Yes. Black Female Caribbean traders are such a small percentage of total traders that it's completely plausible that they're systematically underrated and that there's still not enough of them in the right tail of the distribution of traders for a firm composed entirely of them to succeed. What could succeed would be a 2010s Spurs type arrangement where a player from right tail of the properly valued majority demographic (Tim Duncan) is bolstered by a bunch of players from the systematically underrated demographic the team picked up cheap (Ginobli, Parker, Diaw).

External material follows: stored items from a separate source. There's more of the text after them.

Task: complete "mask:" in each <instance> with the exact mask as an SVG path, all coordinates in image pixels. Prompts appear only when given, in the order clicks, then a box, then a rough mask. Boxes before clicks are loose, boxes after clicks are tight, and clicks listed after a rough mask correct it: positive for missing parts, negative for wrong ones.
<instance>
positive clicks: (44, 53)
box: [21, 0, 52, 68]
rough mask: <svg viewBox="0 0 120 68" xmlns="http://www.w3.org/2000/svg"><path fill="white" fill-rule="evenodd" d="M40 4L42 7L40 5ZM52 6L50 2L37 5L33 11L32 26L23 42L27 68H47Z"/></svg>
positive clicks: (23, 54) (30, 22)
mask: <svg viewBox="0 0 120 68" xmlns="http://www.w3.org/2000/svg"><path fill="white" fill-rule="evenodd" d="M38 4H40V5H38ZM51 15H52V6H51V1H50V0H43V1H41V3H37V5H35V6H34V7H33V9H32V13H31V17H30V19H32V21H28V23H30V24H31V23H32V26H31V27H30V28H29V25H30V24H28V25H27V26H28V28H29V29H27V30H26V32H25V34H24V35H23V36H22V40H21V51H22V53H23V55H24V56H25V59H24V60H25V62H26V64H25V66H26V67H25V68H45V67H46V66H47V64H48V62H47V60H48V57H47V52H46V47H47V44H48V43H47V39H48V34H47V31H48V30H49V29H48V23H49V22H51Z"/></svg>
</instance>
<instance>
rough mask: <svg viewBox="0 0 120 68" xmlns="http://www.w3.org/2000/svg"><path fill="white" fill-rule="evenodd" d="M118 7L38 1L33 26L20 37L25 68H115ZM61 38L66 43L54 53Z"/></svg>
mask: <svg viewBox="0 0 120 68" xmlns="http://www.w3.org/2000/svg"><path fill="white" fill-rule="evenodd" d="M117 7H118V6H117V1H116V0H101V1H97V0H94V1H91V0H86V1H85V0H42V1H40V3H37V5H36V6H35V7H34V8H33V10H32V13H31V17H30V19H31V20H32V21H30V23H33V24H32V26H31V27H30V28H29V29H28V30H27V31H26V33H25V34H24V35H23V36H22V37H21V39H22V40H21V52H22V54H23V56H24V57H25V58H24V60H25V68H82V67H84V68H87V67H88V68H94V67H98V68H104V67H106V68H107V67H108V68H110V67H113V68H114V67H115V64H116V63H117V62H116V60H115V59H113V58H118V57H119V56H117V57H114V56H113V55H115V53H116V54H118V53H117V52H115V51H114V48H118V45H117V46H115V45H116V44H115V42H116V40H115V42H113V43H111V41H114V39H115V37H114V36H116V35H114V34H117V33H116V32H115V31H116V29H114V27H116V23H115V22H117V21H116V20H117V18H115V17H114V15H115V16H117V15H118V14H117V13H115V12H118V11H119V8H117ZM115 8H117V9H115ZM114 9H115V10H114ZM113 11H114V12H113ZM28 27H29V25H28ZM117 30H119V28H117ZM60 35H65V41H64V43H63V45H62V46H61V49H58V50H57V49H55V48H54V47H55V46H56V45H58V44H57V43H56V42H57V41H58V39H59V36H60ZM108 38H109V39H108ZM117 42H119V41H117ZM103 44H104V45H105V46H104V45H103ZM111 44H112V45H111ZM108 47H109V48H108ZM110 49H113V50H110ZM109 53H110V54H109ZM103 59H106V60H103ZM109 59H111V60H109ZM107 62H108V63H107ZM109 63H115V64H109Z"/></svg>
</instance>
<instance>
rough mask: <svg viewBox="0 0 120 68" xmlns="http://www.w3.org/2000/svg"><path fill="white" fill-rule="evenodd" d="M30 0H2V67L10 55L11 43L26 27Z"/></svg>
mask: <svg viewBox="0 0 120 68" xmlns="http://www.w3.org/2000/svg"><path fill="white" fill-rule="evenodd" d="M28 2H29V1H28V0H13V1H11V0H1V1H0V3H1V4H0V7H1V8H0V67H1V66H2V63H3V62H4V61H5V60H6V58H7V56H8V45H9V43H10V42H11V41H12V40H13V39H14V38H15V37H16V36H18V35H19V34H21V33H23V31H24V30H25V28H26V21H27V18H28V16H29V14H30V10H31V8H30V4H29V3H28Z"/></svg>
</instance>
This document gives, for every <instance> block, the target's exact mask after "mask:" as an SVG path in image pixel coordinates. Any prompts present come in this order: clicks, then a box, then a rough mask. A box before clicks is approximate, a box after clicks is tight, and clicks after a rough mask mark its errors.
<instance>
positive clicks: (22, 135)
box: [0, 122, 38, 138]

I don't think it's a mystery whey there isn't some firm of all Afro-Carribean gay disabled stock traders blowing away the competition. Even if systematically undervalued why would we expect enough of this subset of traders to be in the right tail to succeed on their own. The question is: is there some majority white male/Asian firms that happen to have figured out that x demographic is systematically undervalued and hires them and promotes them at a higher rate then everyone else and enjoys a small advantage from doing that. There could be, and there could still be a lag before everyone else catches on. It took the NBA a while to catch on to what Popovich figured out about European players and the kings still took Bagley over Luca.